Step 7: Your Role as the Project Manager
This is step 7 in a 10 step process uncovering whether Owner Building is right for you.
Acting as the project manager for the construction of your own home sounds a lot more professional and difficult than it really is. This isn’t to say that it’s easy, but if you’re well organised and have even a pinch of management ability, you’ll do just fine.
Most owner builders don’t touch a tool until long after their home is in lock-up, so above all else your first responsibility will be to hire the right sub-contractors and tradies and arrange for them to be on site on the right days.
Try to get at least three different quotes every time you are ready to hire a new team of subs. If you haven’t got a lot of great contacts in the building industry ask for references, and call them. Remember that opting for the lowest bid is not always the right choice. As the project manager you’ll constantly be playing a balancing act, looking for the perfect match of price and quality.
Have you got what it takes to give someone the sack?
Hiring the right tradies can be challenging, but unless you’ve got the personality for it, firing the wrong guy can be an even harder proposition. It’s unlikely that you’ll make it through the entire project without at least once having to give one of your workers the boot. Prepare yourself for this mentally in advance. It may be uncomfortable to tell someone that they’ve lost their job, but if you want to be the boss you’ll have to act like it when the time comes.

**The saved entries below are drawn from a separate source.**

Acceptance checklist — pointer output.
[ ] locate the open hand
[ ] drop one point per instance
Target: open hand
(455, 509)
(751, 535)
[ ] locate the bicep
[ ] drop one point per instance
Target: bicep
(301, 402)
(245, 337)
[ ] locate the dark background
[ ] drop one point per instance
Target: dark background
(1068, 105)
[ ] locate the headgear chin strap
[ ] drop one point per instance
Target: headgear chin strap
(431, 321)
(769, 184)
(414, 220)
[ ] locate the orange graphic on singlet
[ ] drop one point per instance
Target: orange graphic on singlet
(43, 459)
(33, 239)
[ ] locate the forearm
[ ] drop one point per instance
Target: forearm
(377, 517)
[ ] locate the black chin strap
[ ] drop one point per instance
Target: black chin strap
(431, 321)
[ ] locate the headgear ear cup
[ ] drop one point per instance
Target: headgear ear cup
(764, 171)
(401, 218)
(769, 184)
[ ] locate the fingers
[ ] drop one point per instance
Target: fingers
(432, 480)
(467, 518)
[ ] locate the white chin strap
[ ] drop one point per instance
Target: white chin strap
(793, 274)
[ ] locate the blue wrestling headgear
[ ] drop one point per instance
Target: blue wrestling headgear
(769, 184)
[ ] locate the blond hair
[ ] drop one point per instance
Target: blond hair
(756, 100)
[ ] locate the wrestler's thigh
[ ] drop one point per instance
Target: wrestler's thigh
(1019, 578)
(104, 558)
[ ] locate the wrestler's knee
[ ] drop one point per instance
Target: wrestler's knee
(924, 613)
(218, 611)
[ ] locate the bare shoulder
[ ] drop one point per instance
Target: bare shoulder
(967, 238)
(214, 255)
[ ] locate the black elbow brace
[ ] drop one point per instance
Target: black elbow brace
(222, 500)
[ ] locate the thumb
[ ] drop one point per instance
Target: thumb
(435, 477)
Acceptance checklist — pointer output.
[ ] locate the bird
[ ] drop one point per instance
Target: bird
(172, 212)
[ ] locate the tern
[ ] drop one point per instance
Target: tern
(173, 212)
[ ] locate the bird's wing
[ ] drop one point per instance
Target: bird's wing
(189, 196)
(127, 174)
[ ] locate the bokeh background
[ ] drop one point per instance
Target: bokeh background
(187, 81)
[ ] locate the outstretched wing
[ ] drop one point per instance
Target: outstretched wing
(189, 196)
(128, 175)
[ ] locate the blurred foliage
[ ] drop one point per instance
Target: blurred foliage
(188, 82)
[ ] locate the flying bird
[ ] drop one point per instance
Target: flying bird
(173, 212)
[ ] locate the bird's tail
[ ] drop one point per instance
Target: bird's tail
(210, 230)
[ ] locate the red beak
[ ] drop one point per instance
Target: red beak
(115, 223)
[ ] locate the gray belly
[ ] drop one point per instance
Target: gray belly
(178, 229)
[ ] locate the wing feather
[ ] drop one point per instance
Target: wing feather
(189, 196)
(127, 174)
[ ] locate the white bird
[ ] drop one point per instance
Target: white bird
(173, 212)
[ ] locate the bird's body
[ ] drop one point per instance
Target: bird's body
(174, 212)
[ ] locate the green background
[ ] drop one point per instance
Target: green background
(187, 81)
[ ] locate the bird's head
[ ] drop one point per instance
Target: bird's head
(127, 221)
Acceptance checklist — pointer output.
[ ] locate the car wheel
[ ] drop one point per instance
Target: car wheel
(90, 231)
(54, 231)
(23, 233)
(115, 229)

Speaking of having what it takes, you’ll be expelling a lot of time and energy doing your own project management. As a rule of thumb, count on around one hour of management for every full day “on the tools” for one of your workers. For example, if you’ve got five guys each putting in a 40-hr week, this would equate to roughly 20-25 hours of management work on your part.
Some tasks can be done over the phone or on the computer, such as ordering materials, coordinating with architects and building inspectors, or arranging schedules, but you will need to spend some time on site any way you shake it.
When the cat’s away the mice will play.
Preferably you’ll be on the work site at least one hour per day, and if you live far enough away that you won’t be able to physically check in a bare minimum of two or three times per week, you may want to consider hiring a general contractor.
Without a foreman checking in from time to time labourers are apt to slack off and cut corners on quality. If you’re not around to ensure that stages of your project are completed on time, much of the money you saved going DIY could fly right out the window.
Half the reason an owner builder wants to manage their own project in the first place is to make sure they get exactly what they want. But if you’re not there to keep on eye on things subcontractors will start to make decisions for you, which may cause issues down the line.
Even the least mechanically inclined can manage an owner build, but you’ve got to be there to do it. Project management is an active, not passive, affair.
Construction workers aren’t the tidiest of sorts.
Unless your mum will be stopping by to make sure that everyone cleans up their workspace, the responsibility for keeping your site clear and free of clutter will fall solely on your shoulders. A tidy work environment is important for a number of reasons, and at the top of the list is safety.
As we covered in Step #6, you won’t want to break ground until you’ve protected yourself with a comprehensive Construction and Public Liability policy, but having insurance protection is no excuse for not getting involved in accident prevention. Construction rubbish is not only a major cause of personal injury, but also a primary contributor to construction fires.
Insist that all of your workers maintain a clean work zone and tidy up at the end of each day. Lead by example and pick up a broom when you’re on site. Doing your own clean-up is an excellent way to trim a few bucks off your costs, especially if you’ve got plenty of free time and are on site with nothing to do.
Don’t be that person who’s lost and won’t ask for directions.
Every construction project is a learning process, even for experienced builders. It’s important to not let your ego get in the way when a problem arises that you don’t understand. Ask for help when you need it, you’d be surprised who will be willing to pitch in with free advice when they learn that you’ve got the guts to build your own house.
From sub-contractors to inspectors to suppliers, you’ll be surrounded by folks who are in the know. Don’t be shy. Tap into these resources.